Würzburg/Hammelburg (POW) Die Diözese Würzburg hat mit der Deutschen Franziskanerprovinz die Deponierung der Bibliothek des Klosters Altstadt bei Hammelburg in der Diözesanbibliothek Würzburg vereinbart. Ein Leihvertrag sichert das Eigentumsrecht des Ordens. Das teilte der Leiter der Schriftgutverwaltung der Diözese Würzburg, Archivdirektor Professor Dr. Johannes Merz, am Donnerstag, 17. November, mit. Damit solle ein herausragendes Kulturgut mit rund 7000 Bänden, darunter zahlreiche Inkunabeln und Frühdrucke, dauerhaft gesichert und für die wissenschaftliche Forschung nutzbar gemacht werden. Die Bände werden im Frühjahr 2012 in die Diözesanbibliothek Würzburg in der Domerschulstraße überführt.
Die Bibliothek des Franziskanerklosters Altstadt geht auf eine Pfarrbibliothek des 16. Jahrhunderts in Hammelburg zurück, die in der Reformationszeit vom Rat der Stadt auf einen Bestand von zirka 300 Bänden ausgebaut wurde. Nach der Gründung des Franziskanerklosters Altstadt vor den Stadtmauern von Hammelburg 1649 wurde sie dorthin abgegeben und diente in der Folgezeit nicht nur dem Studium der Mönche, sondern auch der von diesen betriebenen Lateinschule.

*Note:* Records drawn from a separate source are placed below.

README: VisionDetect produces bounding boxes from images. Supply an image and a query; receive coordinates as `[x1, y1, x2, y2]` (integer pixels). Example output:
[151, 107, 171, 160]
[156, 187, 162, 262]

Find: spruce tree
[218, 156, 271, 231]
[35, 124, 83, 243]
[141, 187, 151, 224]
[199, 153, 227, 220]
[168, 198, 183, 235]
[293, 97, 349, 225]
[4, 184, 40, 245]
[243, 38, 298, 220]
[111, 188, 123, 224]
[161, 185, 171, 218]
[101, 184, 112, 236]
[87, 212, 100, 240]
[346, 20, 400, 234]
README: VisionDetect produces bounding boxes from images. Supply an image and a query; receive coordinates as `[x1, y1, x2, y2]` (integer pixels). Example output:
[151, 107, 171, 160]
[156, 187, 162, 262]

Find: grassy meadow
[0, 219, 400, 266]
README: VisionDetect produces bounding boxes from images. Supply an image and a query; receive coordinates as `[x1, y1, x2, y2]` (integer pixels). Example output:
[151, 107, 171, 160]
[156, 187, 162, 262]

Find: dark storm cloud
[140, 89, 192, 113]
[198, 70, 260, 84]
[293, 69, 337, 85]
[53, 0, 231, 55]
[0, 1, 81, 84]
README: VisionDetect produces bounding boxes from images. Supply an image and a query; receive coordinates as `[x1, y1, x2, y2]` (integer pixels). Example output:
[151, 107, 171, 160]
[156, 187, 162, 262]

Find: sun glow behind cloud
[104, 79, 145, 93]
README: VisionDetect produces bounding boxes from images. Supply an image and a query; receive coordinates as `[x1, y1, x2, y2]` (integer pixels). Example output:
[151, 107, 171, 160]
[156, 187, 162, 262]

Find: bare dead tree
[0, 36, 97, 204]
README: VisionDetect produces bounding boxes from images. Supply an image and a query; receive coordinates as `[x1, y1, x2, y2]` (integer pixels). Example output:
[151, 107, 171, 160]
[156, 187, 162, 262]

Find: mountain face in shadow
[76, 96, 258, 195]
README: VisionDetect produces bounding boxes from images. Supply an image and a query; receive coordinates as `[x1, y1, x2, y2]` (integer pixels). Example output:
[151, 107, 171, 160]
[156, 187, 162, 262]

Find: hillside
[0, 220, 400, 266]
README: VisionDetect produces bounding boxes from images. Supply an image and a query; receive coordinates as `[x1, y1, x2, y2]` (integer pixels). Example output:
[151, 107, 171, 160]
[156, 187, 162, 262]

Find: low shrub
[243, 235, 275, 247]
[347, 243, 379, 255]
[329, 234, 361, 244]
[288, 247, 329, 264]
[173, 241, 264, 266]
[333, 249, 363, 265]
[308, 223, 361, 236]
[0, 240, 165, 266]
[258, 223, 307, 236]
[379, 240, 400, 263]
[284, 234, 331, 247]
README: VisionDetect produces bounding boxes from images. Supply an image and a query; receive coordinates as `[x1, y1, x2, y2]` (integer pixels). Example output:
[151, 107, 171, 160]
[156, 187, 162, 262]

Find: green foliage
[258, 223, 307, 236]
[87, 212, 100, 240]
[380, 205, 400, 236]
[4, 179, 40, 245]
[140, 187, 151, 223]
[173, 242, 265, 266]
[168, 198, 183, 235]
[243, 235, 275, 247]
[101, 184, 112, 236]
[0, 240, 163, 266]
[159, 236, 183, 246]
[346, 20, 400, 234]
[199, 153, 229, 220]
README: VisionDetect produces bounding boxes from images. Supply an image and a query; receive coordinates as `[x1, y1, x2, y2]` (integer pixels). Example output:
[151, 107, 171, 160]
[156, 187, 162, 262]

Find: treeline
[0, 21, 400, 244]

Die Sammlung nahm rasch zu, erlitt jedoch auch einen herben Rückschlag durch die angeordnete Abgabe eines Teils der Bibliothek an den Hof des Landesherrn in Fulda im frühen 18. Jahrhundert. Dagegen überstand die Klosterbibliothek nahezu unbeschadet die Säkularisation, weil Altstadt zwar zunächst zum „Aussterbekloster“ bestimmt, dann aber unter König Ludwig I. rechtzeitig wiederbegründet worden war. Gerade wegen der Tradition der Klosterbibliothek seit dem 16. Jahrhundert, die im Gegensatz zum größten Teil der anderen geistlichen Institutionen nicht säkularisiert wurde, besitzt sie einen großen Wert als Ensemble weit über ihre Einzelteile hinaus.

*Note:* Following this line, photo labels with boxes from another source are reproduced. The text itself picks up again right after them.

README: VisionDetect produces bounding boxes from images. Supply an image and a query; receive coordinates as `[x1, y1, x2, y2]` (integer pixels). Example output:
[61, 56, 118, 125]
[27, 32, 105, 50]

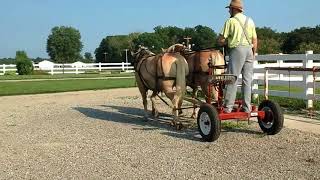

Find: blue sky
[0, 0, 320, 58]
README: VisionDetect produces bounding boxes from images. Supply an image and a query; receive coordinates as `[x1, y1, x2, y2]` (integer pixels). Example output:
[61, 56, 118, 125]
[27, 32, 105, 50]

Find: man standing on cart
[218, 0, 258, 113]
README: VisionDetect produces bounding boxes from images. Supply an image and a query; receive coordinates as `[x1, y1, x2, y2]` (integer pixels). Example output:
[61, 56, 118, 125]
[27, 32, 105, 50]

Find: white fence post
[264, 69, 269, 99]
[50, 65, 54, 75]
[303, 51, 314, 108]
[278, 57, 283, 81]
[2, 64, 6, 74]
[76, 66, 79, 74]
[252, 60, 259, 99]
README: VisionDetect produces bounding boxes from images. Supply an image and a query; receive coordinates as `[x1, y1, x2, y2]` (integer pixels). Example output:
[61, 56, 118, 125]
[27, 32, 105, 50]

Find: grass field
[0, 78, 135, 96]
[0, 73, 134, 80]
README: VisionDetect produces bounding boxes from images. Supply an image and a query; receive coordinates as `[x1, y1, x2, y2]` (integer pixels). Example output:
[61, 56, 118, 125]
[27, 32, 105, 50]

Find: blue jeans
[224, 46, 254, 112]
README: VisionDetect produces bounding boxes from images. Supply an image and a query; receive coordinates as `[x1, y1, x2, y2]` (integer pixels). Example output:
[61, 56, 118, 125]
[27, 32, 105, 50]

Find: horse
[163, 44, 225, 118]
[132, 47, 189, 129]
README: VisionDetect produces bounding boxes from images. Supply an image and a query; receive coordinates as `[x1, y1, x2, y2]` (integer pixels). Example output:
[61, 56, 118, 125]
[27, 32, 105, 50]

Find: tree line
[0, 25, 320, 64]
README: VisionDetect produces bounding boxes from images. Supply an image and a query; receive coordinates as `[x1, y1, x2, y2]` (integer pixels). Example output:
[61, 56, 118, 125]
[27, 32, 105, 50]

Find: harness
[134, 51, 176, 92]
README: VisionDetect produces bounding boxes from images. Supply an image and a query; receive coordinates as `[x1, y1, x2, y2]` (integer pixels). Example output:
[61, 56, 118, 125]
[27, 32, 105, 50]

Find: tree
[256, 27, 283, 54]
[282, 26, 320, 53]
[83, 52, 93, 63]
[293, 42, 320, 54]
[185, 25, 217, 50]
[16, 51, 33, 75]
[94, 33, 138, 63]
[47, 26, 83, 63]
[133, 33, 166, 53]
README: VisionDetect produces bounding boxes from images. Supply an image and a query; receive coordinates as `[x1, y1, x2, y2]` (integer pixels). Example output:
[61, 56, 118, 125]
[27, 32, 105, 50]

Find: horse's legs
[163, 86, 181, 128]
[138, 83, 148, 119]
[150, 91, 159, 118]
[191, 87, 198, 119]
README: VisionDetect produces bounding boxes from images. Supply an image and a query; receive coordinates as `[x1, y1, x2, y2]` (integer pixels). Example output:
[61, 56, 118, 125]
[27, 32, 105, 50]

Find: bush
[16, 60, 33, 75]
[4, 71, 16, 76]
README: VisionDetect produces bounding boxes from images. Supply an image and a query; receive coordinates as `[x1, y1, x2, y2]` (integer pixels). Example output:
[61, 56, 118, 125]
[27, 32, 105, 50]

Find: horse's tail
[176, 55, 189, 94]
[210, 51, 225, 74]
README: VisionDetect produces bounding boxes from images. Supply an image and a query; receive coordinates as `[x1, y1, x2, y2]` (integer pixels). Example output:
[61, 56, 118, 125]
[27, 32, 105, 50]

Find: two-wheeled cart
[197, 60, 284, 142]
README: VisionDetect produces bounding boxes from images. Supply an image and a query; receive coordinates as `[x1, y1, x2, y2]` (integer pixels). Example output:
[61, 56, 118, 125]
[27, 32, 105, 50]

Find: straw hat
[226, 0, 243, 11]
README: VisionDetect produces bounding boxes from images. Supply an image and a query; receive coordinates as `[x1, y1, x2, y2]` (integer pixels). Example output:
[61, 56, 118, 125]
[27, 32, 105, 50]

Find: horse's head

Die Bibliothek ist eine Schatztruhe aus den Anfangsjahren des Buchdrucks. So finden sich Schriften der mittelalterlichen Theologen Petrus Lombardus, Thomas von Aquin und Jakobus von Voragine, die 1548 in Basel gedruckte Weltchronik des Sebastian Munster, ein Kräuterbuch von 1577 und das Geographische Handbuch des Matthis Quaden mit einer Weltkarte von 1600. Luthers Schriften stehen ebenso in der Altstadter Bibliothek wie handgeschriebene Antiphonalien, Gradualien und Responsorienbücher für das Chorgebet der Ordensmänner sowie ein Missale aus der Zeit vor 1500. Aus der Baseler Druckerei des Hammelburger Johannes Frobenius stammen 37 Bücher.
Angesichts dieses großen historischen Wertes suchte der Franziskanerorden unter dem Eindruck zurückgehender Mitgliederzahlen und der drohenden Auflösung vieler Klosterniederlassungen nach Wegen, die Einrichtung zu erhalten. Die Diözese wiederum zeigte die Bereitschaft, auf der Grundlage von „Leitlinien zur Bewahrung von gefährdeten kirchlichen Bibliotheksbeständen“ der Deutschen Bischofskonferenz Verantwortung für diese kulturelle Überlieferung in ihrem Einzugsbereich zu übernehmen. „Mit der jetzt gefundenen Lösung ist nicht nur die Existenz der Bibliothek gesichert, sondern auch aus Hammelburger Sicht eine relativ ortsnahe Unterbringung und Benutzbarkeit gegeben“, betonte Merz.